Japan’s two national health insurance programs are predicated on coverage for sick people. Anything that falls outside of that very simple and general guideline does not apply. That’s why your national health insurance does not pay for annual checkups, though most local governments offer cancer screenings and other preventive health measures for free, or mostly free. In terms of dentistry, orthodontia — considered cosmetic in Japan while in the West it is a health concern since crooked teeth are likely to cause dental problems later in life — is not covered by insurance. Neither is teeth-cleaning, strictly speaking, though many dentists, including my own, have found a way to get around it.
Having a baby is also not covered by Japanese national insurance, though it is in most Western countries that have state-funded medical insurance plans. Unless the expectant mother has a complication that requires medical attention, she has to pay for all pre-natal, delivery-related and post-natal care out of her own pocket. However, the government does have a system of reimbursement called shussan ichijikin, which means “one-time payment for giving birth.” Traditionally, a woman who gives birth pays her obstetrics bill, which usually includes a hospital stay in addition to doctors’ fees, and then applies for the payment to the National Health Insurance Union (Kokumin Kenko Hoken Kumiai), which administers payouts. Several months later she receives a standard ¥420,000 payment, regardless of how much money she spent.
Last October, the health ministry started a new system on a test basis. Under this new system, the shussan ichijikin is paid directly to the hospital, not to the woman who gave birth. The idea is that the woman is not burdened with a large fee when she leaves the hospital. At the moment the system is optional for hospitals, and according to a recent article in the Asahi Shimbun many who did opt for the system say they are not happy with it. Because they have to wait up to three or four months to be reimbursed, it plays havoc with their cash flow. As a result, the future of the system, which was originally planned to be instituted fully at the end of March, is in doubt.
The system was proposed several years ago by former health minister Yoichi Masuzoe at the urging of Rengo, the Japan Trade Union Federation, which advocates insurance coverage for maternity care and a nationwide fixed fee for delivery. The revised shussan ichijikin idea is a compromise, and one of Rengo’s requirements is a detailed breakdown of costs related to a woman’s care. As it currently stands, hospitals and obstetricians can set their own fees with no interference from the government, but once the insurance union starts giving out money to medical institutions under the new system, it basically has the potential to ask these institutions about the fees they are charging and set limits, and the Asahi article implies that this is something doctors want to avoid at all costs. Thus, their stated reason that the new system is a strain on their financial situations may be a smokescreen.

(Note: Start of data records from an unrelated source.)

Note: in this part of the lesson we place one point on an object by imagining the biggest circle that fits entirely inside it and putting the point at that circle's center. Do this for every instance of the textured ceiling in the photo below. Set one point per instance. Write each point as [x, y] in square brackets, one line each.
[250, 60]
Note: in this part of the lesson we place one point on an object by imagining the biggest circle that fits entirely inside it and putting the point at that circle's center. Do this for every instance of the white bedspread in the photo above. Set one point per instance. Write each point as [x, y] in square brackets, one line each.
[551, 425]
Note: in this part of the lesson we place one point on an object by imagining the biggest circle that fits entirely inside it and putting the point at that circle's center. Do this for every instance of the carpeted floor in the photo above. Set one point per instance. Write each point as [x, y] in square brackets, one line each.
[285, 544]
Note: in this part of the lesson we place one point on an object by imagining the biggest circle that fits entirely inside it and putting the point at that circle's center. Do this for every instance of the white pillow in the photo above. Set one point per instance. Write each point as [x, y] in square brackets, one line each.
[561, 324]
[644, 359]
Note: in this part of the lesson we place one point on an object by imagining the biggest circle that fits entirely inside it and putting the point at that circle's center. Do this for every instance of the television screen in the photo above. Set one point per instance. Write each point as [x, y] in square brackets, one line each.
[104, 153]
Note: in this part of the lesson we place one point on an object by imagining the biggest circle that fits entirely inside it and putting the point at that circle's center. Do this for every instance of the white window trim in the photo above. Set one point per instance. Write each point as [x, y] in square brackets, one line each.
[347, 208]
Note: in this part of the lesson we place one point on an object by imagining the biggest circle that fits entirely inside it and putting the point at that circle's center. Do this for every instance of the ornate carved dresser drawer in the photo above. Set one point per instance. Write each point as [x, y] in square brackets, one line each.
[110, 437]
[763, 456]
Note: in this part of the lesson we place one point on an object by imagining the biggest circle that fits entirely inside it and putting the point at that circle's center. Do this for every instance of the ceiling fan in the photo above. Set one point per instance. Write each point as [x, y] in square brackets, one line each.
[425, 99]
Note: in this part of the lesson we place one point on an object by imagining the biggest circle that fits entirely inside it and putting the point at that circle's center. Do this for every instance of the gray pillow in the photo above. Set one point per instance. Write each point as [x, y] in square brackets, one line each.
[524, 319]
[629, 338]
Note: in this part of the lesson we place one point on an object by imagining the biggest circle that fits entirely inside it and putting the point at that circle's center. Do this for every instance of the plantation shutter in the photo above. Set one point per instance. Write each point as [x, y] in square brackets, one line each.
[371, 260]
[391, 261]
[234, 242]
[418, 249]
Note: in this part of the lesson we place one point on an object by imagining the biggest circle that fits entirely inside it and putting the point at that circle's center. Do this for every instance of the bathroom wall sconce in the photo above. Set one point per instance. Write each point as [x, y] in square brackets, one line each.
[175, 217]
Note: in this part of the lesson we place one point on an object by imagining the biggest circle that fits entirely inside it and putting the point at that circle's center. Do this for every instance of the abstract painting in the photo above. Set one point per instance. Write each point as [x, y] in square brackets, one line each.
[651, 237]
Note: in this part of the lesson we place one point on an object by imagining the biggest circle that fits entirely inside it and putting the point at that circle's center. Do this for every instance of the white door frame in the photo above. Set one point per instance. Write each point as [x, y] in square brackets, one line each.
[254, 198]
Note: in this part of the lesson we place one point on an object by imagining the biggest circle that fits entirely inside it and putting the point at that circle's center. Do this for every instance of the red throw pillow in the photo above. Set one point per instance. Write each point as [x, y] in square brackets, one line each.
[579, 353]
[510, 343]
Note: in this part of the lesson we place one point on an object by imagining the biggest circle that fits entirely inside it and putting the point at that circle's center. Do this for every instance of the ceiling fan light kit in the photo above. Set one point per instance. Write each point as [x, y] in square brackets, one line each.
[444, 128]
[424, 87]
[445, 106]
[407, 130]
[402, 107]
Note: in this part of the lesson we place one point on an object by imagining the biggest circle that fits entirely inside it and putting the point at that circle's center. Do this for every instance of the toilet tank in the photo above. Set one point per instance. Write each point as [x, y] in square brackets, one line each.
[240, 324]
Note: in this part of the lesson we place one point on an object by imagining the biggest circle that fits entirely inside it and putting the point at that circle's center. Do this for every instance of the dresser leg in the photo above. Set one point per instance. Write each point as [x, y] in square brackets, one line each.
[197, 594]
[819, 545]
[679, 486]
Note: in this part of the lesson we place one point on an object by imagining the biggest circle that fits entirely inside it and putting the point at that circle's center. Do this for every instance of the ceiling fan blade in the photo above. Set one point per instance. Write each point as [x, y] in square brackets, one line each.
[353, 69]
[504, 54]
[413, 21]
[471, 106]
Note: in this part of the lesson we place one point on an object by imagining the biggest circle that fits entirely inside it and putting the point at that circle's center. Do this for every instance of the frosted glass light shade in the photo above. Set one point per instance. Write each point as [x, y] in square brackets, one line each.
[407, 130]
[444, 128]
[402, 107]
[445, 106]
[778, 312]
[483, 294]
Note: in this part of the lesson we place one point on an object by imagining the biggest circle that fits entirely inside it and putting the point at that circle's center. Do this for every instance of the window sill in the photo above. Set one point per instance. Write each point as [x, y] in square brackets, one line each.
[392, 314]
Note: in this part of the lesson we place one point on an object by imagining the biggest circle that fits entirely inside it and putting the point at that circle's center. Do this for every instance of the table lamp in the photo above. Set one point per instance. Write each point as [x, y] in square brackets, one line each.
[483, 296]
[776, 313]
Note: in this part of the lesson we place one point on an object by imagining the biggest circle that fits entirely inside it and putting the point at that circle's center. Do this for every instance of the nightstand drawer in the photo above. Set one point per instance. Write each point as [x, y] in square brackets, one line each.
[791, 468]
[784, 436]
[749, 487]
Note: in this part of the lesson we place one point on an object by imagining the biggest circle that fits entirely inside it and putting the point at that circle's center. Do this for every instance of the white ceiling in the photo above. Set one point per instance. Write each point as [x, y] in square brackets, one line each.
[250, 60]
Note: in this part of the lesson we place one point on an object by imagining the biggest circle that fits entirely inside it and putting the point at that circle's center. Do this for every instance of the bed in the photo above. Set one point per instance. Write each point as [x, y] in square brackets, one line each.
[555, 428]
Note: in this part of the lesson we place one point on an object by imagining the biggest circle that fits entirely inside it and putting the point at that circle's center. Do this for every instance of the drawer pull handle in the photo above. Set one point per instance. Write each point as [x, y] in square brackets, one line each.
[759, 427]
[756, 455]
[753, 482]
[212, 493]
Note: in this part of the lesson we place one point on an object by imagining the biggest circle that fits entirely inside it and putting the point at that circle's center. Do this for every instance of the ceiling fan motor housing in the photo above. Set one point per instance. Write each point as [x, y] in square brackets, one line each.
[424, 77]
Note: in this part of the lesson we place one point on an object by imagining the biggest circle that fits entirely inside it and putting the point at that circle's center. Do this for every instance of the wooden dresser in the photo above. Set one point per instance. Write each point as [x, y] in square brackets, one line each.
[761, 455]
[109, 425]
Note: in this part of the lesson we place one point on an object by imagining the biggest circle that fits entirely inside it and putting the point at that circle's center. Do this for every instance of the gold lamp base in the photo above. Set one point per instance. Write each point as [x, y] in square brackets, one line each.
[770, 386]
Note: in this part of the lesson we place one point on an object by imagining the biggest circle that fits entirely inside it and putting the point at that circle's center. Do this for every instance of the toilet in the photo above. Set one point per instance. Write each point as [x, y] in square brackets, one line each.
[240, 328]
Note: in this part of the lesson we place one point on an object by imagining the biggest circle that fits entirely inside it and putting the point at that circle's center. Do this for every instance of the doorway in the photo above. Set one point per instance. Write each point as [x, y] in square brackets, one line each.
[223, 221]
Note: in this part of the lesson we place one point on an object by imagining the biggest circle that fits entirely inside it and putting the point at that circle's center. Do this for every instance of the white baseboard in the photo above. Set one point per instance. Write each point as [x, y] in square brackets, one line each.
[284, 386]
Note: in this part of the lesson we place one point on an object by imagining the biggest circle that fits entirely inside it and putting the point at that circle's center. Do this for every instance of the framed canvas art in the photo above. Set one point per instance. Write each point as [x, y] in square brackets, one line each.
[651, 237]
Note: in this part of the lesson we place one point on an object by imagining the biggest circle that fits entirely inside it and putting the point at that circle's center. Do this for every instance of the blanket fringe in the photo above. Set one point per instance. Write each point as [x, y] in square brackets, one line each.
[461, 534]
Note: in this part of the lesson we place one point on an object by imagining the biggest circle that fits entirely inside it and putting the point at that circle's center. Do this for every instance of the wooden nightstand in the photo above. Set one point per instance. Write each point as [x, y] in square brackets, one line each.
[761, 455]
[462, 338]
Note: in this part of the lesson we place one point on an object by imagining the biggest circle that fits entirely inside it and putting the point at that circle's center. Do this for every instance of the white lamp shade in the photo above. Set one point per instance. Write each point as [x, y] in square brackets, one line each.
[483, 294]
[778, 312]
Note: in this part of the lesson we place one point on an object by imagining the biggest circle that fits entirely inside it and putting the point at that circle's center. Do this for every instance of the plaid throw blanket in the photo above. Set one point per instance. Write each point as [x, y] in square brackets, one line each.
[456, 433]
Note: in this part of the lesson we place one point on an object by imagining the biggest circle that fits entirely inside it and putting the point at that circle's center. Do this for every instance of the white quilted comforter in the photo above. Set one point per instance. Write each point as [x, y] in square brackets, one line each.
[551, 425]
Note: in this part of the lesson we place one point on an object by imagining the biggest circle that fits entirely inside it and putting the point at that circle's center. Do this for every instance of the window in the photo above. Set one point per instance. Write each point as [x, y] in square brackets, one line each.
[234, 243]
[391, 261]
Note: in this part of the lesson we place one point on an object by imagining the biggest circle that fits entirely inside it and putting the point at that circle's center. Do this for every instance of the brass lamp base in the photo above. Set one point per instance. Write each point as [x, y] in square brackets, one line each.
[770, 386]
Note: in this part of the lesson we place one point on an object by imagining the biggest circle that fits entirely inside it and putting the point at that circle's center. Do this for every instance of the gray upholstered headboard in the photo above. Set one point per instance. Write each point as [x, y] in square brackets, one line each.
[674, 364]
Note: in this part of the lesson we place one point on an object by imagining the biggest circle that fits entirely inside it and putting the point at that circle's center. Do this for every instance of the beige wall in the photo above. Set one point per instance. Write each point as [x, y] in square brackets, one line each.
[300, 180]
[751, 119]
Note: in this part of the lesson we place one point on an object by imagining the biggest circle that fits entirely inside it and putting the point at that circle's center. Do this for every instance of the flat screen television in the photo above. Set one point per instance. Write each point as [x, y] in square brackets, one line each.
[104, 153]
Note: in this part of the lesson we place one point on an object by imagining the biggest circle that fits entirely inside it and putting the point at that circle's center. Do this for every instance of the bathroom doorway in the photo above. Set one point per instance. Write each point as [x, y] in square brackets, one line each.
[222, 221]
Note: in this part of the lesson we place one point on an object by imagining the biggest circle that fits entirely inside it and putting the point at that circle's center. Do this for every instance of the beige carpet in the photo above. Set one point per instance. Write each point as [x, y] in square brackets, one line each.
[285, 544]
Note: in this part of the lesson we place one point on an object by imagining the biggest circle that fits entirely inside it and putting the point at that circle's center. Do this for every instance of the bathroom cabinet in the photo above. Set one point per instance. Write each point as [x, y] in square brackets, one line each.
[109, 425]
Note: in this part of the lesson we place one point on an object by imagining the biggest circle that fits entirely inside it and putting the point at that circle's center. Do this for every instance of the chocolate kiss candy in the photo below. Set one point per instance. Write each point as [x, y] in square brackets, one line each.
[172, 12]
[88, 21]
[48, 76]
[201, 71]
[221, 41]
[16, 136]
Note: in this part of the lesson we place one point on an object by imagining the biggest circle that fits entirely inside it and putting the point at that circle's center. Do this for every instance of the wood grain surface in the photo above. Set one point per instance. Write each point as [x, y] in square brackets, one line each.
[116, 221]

Hospitals in rural areas, where property values are low, charge much less for maternity care than do hospitals in big cities, and public hospitals are more expensive than private ones. The Japan Obstetricians Association surveyed its members and found that the average cost of having a baby in Japan is ¥424,000, almost exactly the amount of the shussan ichijikin, but that the cost varies from a low of ¥218,000 to a high of ¥810,000. What doctors are afraid of is that everything they charge may be scrutinized by the insurance union, and so, they say, they will not be free to provide the best care available. On the other hand, consumers could be concerned that doctors may simply be gouging patients when they don’t have an outside organization observing what they do.
Interestingly, the fact that maternal care is not paid for by national insurance may explain why C-sections, or caesareans, are not as common in Japan (around 20 percent) as they are in, say, the U.S. (around 30 percent). Though many people claim that Japanese people frown upon C-sections because it is believed vaginal birth is something that a mother has to go through in order to be a mother, the rate of C-sections in Japan has tripled in the past two decades. But the rate could be even higher if maternal care was covered by insurance. Because hospitals can charge whatever they want now, they can afford to wait for nature to run its course. Labor can take a long time, and in America it’s believed that the high percentage of C-sections is due to the notion that obstetricians are impatient and don’t want to wait around for the baby to make its move.
If the insurance union paid a fixed reimbursement for maternal care in Japan, doctors might be pressured to keep costs to a minimum and thus would be more likely to opt for C-sections, which are covered by insurance since, in principle, they are only carried out when there is a medical problem.